Another dad's view of '55 tot mystery: It's 'a bunch of bull'
As the Michigan man who claims he may be the East Meadow boy who vanished from Long Island 54 years ago went public, his words and images sparked hopes while the man who raised him said his story is "bull."
John Robert Barnes, of Kalkaska, Mich., said he hoped DNA test results will prove him right, as relatives of Steven Damman, the lost boy, clung to hopes the mystery of what happened to the toddler could finally be solved.
- Click here to see photos of Steven Damman and his family from our archives
But Richard Barnes said he is John Barnes' father, and it remains a mystery to him why his son doubts his identity.
"It's a bunch of bull," Barnes said at his Kalkaska home. "I've been his dad all his life. Twenty years ago, he decided that he didn't look like his sister and brother. He thought he was switched and I thought he was through with it."
A family photo
He showed Newsday a picture he said captured John Barnes being cradled by his older brother, Rick, when John was about a year old.
The elder Barnes' sharp retort - he called it all "foolishness" - came as relatives of the missing Steven Damman got excited about the prospect the case has been cracked.
In his first public statements, John Barnes told The Associated Press that "I'm really glad that I'm finally finding all of this out, finding out who I'm related to. Because I didn't want to get old and die and not know."

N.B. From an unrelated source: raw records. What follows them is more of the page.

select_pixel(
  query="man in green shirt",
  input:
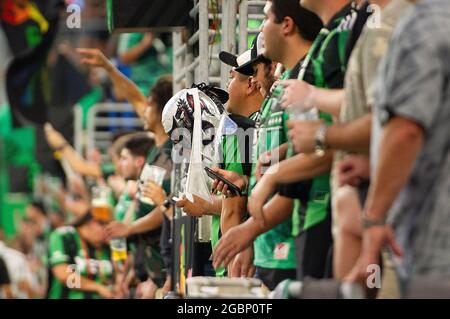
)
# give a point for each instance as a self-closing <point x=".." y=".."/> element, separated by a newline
<point x="132" y="160"/>
<point x="293" y="29"/>
<point x="79" y="261"/>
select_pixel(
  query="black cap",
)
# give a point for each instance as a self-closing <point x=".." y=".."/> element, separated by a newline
<point x="244" y="62"/>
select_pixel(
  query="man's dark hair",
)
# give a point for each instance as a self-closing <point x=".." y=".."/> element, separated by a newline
<point x="139" y="145"/>
<point x="307" y="22"/>
<point x="39" y="205"/>
<point x="162" y="91"/>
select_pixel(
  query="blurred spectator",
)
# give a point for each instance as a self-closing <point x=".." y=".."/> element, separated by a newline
<point x="80" y="266"/>
<point x="147" y="57"/>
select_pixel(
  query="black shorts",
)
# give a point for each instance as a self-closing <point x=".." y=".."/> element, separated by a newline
<point x="363" y="190"/>
<point x="314" y="249"/>
<point x="272" y="277"/>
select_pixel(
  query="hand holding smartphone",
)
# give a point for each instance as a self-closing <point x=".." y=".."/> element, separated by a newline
<point x="231" y="187"/>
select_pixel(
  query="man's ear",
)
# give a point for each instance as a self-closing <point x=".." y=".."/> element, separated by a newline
<point x="140" y="161"/>
<point x="252" y="86"/>
<point x="288" y="26"/>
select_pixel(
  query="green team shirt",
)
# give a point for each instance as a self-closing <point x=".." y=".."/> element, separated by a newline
<point x="122" y="206"/>
<point x="325" y="70"/>
<point x="158" y="156"/>
<point x="234" y="160"/>
<point x="275" y="248"/>
<point x="65" y="247"/>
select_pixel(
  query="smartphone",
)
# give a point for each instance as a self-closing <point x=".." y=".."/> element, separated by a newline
<point x="231" y="187"/>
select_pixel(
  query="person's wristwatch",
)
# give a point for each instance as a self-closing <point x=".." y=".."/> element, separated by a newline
<point x="370" y="222"/>
<point x="320" y="138"/>
<point x="165" y="206"/>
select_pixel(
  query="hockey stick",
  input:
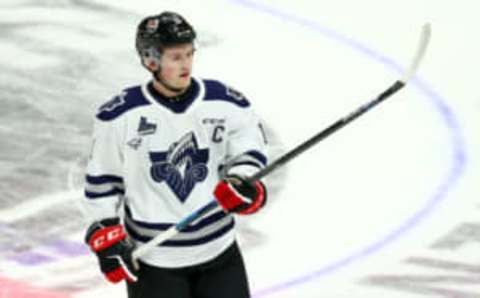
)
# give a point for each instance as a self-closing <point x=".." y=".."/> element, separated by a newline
<point x="397" y="85"/>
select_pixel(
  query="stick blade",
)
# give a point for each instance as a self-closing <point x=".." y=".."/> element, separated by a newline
<point x="420" y="53"/>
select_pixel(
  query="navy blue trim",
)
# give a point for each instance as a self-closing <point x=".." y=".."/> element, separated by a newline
<point x="258" y="156"/>
<point x="97" y="195"/>
<point x="215" y="90"/>
<point x="184" y="101"/>
<point x="178" y="243"/>
<point x="165" y="226"/>
<point x="102" y="179"/>
<point x="130" y="98"/>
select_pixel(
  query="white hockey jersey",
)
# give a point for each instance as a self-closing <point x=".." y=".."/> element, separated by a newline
<point x="154" y="162"/>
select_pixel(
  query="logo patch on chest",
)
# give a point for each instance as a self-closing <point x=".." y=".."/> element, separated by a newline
<point x="181" y="167"/>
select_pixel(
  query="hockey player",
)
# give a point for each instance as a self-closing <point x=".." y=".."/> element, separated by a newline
<point x="162" y="150"/>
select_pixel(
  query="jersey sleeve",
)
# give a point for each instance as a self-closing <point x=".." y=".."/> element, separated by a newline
<point x="104" y="183"/>
<point x="247" y="145"/>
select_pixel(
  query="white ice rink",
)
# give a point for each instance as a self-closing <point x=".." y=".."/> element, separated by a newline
<point x="389" y="206"/>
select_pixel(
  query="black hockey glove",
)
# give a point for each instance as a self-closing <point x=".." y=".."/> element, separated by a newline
<point x="108" y="240"/>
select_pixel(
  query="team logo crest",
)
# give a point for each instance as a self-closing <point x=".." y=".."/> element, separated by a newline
<point x="181" y="167"/>
<point x="146" y="128"/>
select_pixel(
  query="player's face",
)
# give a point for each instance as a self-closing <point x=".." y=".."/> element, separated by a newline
<point x="176" y="66"/>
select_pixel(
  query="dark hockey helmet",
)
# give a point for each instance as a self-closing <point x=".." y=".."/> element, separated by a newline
<point x="155" y="33"/>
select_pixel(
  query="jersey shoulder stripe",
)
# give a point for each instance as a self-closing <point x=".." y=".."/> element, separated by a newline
<point x="216" y="90"/>
<point x="129" y="99"/>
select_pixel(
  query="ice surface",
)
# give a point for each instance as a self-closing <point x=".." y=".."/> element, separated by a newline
<point x="352" y="217"/>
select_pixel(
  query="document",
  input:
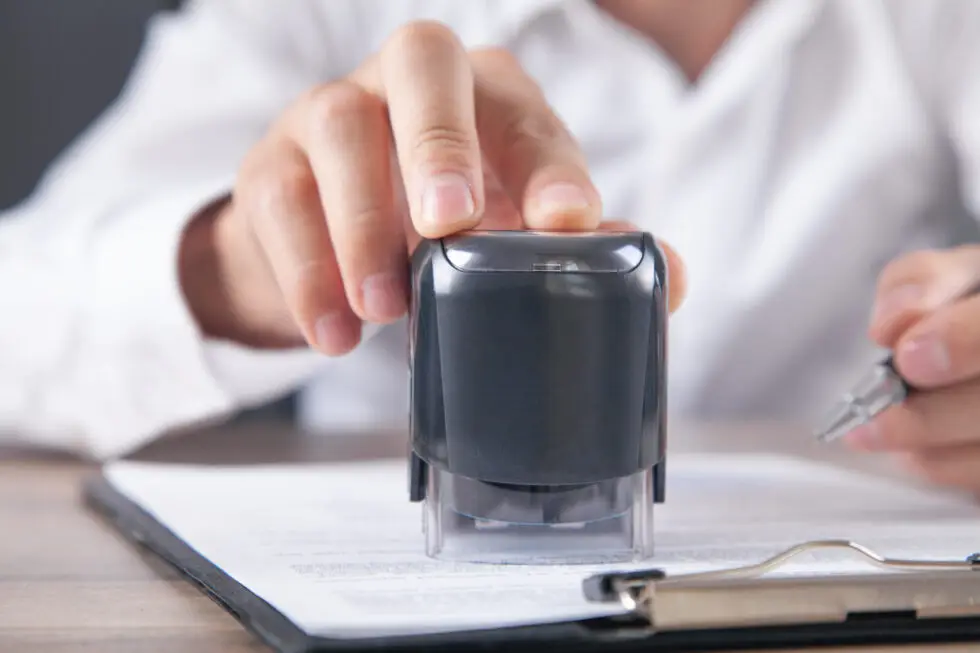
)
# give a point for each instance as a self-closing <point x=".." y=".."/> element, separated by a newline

At issue is whether Barnes is actually Steven Damman, the 2-year-old East Meadow boy who disappeared on Halloween 1955. Damman's would-be relatives held out hope Wednesday that Barnes' hunch is right.
"I don't know if I'm related to the Dammans or the Barneses," John Barnes said. "I'm just waiting for the DNA results."
Law enforcement sources said a private test on genetic material from Barnes and Steven Damman's sister, now named Pamela Sue Horne, of Kansas City, Mo., has suggested the two could be related.
But Richard Barnes, who said he raised John Barnes in Michigan, denied vehemently that he had kidnapped the boy.
"We brought him home two days later," said Richard Barnes, referring to Aug. 18, 1955, when he said his son was born in a Navy hospital in Pensacola, Fla. "And he's never been out of our sight."
Both men's comments added to the intrigue of a 54-year-old case that fascinated Long Islanders from the moment news broke that the tot had vanished after being left with his 7-month-old sister, Pamela Sue, outside the Food Fair market in East Meadow for just a moment.
The boy was never found but the children's mother, Marilyn Damman, did find Pamela in a stroller. What authorities called the most massive search in the history of Nassau County turned up nothing, and the case faded from public view.
But it was preserved in painful memories and the Dammans' collections of sepia-toned photographs and news clippings.
'Always felt different'
In an interview reported on the online version of the Detroit Free Press, John Barnes said he always felt different from his older brother and younger sister. Barnes said he is 6 feet tall, but his two siblings are much shorter. They have brown hair and brown eyes, he told the Free Press, but he has green eyes and light skin.
John Barnes told the Free Press that as a child growing up, he never saw any baby pictures of himself. "When you get older, you start to realize things like that," he said in the interview.
Wednesday, Pamela Horne's son and father said they have reason to believe Barnes is their long-lost blood.
"It's overwhelming, of course, after all these years," said Jerry Damman, who spoke at his home in Newton, Iowa, to which he relocated after his son vanished. Damman and his wife, Marilyn, divorced later, and he said he is not in touch with her.
He said he has spoken with his daughter, Pamela, who is "hopeful" about Barnes' suspicions. Horne declined to comment.
But Matthew Greer, Pamela's son, told Newsday from his home in Kansas City that he recalls being 6 or 7 years old when his grandmother, Marilyn Damman, sifted through boxes of photos and held a picture of Steven Damman.
"This is your uncle," she said. "This is Steven. He was kidnapped and we never found him." Greer hopes the case can be solved once the FBI releases the results of the DNA test, thinking the revelation can soothe a wound that developed in the family over the case.
"I'm hoping that, if it is him, it will bring us closer together as a family," he said. "And we can all start to heal."